When I moved out from there... its over. I still have their numbers but that's just it.

After that, when my BFF Erika arrived here in Dubai, we had a 'partition space' meaning we have a private space... one room divided into three, separated by cabinets, curtains, dividers...  :-)
Our stay lasted for a year. It was in a villa, where I also met different 'kinds' of people... gained very few friends (and I am only counting 2, in particular / a couple) and the rest are just acquaintances.
There were few bonding memories with housemates but no attachment to people... absolutely nothing!
I only knew them by name and their Dubai mobile numbers. We are not even FB friends, btw!
When I left the place... again, everything is over.

From that partition, we moved to a better space. A bigger room... Studio type that we shared with a couple. Just us... and its also a year of stay. Within that 1 year, we never shared any meal with them... not one dinner nor snacks... never! We come at night, hi! hello! good night!
Yes... I also do not know their family name... I call them by their first names... and only have mobile numbers, whom I never text-ed nor have I receive any message from them since the day we left the house.

After that, is our current place, a studio flat. No more housemates... just us! :-)

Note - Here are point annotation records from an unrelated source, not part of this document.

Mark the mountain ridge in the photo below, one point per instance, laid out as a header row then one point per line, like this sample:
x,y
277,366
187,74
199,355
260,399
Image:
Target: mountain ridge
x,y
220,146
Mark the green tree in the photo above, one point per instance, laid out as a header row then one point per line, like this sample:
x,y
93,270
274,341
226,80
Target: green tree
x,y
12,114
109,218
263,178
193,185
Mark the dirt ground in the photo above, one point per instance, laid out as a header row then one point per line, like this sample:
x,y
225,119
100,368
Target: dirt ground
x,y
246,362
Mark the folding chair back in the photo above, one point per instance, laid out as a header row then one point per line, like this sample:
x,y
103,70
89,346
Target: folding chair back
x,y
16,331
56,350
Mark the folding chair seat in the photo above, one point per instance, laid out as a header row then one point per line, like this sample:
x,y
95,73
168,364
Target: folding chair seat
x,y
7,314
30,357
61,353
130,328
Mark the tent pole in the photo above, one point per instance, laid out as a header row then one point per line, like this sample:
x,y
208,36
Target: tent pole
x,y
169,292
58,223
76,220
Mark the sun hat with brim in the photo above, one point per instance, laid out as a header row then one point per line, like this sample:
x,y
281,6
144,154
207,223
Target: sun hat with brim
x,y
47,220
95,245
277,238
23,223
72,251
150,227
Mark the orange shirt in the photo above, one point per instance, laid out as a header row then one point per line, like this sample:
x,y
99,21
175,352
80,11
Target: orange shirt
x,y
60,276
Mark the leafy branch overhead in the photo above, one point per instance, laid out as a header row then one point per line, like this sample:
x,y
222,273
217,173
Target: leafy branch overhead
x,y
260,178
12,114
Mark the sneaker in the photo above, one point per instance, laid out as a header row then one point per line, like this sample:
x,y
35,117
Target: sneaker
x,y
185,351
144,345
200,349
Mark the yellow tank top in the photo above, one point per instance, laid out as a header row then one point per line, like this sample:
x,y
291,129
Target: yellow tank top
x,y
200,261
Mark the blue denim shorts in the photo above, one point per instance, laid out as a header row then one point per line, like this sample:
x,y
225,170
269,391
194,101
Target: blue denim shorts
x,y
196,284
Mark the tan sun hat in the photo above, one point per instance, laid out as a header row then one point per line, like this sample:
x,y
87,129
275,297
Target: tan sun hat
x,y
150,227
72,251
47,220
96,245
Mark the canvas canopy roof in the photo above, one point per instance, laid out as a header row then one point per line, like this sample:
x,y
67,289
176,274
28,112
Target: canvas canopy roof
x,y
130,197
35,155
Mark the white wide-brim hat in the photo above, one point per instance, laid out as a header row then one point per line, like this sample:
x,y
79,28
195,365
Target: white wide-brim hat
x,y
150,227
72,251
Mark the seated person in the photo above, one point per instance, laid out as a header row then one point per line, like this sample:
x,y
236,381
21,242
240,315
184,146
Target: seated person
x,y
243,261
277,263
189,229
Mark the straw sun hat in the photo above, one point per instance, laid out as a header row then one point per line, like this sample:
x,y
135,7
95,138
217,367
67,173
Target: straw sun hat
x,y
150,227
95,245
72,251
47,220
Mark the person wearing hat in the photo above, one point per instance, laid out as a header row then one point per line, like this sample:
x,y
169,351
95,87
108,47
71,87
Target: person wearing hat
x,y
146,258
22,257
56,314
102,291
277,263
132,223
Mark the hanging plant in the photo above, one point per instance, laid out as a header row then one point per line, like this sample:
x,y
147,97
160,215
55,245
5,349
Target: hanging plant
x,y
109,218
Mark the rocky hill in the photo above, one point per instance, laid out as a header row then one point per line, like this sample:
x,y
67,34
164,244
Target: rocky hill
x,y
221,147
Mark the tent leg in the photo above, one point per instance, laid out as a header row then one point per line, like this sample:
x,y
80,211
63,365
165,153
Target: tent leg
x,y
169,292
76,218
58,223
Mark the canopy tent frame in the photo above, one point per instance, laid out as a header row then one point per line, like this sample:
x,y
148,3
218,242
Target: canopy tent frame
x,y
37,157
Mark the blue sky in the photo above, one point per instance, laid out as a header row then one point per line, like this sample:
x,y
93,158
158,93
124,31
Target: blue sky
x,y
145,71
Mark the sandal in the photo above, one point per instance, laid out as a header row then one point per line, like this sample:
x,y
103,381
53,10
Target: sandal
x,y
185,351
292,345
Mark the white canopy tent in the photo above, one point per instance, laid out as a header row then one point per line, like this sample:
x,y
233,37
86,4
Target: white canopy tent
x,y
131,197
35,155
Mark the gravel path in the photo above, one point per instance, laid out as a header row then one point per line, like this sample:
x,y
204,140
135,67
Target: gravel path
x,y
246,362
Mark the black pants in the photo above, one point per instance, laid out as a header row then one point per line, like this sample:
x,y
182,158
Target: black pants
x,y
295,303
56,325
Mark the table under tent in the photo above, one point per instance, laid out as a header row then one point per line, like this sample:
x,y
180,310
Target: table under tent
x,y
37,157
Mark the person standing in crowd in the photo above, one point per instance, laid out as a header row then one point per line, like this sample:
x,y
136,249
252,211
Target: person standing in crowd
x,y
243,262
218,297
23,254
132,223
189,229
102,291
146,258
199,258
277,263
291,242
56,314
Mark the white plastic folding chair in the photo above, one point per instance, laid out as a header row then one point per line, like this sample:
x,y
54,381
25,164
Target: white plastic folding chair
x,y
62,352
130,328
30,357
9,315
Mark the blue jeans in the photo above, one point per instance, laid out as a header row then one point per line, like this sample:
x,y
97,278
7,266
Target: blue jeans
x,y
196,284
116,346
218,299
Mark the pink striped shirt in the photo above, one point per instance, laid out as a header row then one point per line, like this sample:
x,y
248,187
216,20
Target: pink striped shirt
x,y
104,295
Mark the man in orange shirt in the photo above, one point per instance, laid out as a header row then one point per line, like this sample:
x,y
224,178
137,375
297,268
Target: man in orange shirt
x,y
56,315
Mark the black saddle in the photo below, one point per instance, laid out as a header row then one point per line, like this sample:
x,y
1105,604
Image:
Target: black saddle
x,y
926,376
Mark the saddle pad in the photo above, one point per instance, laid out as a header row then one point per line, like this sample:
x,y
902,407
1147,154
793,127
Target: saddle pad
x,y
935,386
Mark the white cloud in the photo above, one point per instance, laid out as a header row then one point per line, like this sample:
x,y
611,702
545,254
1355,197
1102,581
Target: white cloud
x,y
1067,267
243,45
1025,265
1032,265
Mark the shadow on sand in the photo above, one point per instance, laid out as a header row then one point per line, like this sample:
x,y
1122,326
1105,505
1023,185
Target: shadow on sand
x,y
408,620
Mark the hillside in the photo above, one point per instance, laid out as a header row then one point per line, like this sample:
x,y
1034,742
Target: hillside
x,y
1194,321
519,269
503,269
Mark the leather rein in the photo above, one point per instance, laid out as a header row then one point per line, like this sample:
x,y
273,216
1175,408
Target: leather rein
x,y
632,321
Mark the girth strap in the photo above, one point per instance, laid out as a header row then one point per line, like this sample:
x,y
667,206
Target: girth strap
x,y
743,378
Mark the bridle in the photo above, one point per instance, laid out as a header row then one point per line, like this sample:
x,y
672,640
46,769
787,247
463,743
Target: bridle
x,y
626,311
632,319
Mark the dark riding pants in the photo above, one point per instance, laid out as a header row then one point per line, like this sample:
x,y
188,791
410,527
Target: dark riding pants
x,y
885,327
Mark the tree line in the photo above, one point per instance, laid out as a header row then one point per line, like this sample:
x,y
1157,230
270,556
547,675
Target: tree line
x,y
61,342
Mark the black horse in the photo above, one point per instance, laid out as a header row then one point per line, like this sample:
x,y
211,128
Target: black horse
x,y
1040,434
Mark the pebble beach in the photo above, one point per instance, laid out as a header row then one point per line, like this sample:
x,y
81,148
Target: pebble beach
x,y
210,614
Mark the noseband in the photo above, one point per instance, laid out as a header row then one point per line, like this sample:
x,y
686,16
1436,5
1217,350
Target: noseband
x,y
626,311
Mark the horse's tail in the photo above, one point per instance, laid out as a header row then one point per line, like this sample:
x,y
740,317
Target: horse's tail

With that 3 stories, I think you have understood what I meant by living temporarily outside the country.
The people whom we shared rooms with... stayed in one place for not just weeks but at least a year... were still just acquaintances... and very seldom that friendship arises.

They are just people that you got to know in passing... on this journey.
And to them, you are also one stranger that they met along the way.

The only difference is how big are the impacts you created with each other... and the memories that you left, as you parted ways.

Now, how was it related to my blogging???

I missed my family who happened to be my diary - listening to my daily story telling... 
I missed my dear friends who were my journals, whom I update every now and then my everything...
I missed my former colleagues and the exchanging of ideas about anything...
I simply missed expressing myself to those people that listens... to those people who cares.

and in the middle of that, blogging was introduced to me.

In the 2 previous, 'in passing' work experiences... I only kept (1) colleague. I have his number, we are not friends, but we keep in touch. And the rest... I cannot even remember.

Now, in my present company, I am with account management side... dealing with numbers... doing computations. I can say that I am good in numbers... :-) BUT I love doing production more than anything...

and I found blogging to be an outlet for the 'other me.'

Being one of the biggest ad agency in MENA, people come and go... one day you'll bumped with someone along the hallway, the next day, she's gone and moved to another company/
And that's just it. Goodbye and good luck!

In this busy - fast phase world where I belong...
Those scenarios had somehow made an impact in me towards relationship with other people.
I am no more Ms. Congeniality...
Aside from my BFF, I cannot consider anyone here in the office as a friend...

Time change, people change.
You have to be very cautious in dealing with all the person you encounter.
You have to know who to trust and who to avoid.
Who are lasting... and who are just passing.

Because of that, I detached myself from the picture and created my own...
In front of this monitor... hand in hand with this keyboard and mouse...
I have found a more peaceful and meaningful world...

I have learned The Value of Sharing

As posts piled up, I have discovered my purpose and had self-fulfillment on the things that I do...
This has been my greatest accomplishment... being an instrument in spreading The Good News...

Thank you for listening...
Thank you for the time you gave in reading my thoughts...
Thank you recognizing my photographs...
Thank you for sharing forwarded messages...

To you, I share my world...
and to HIM, I dedicate my everything.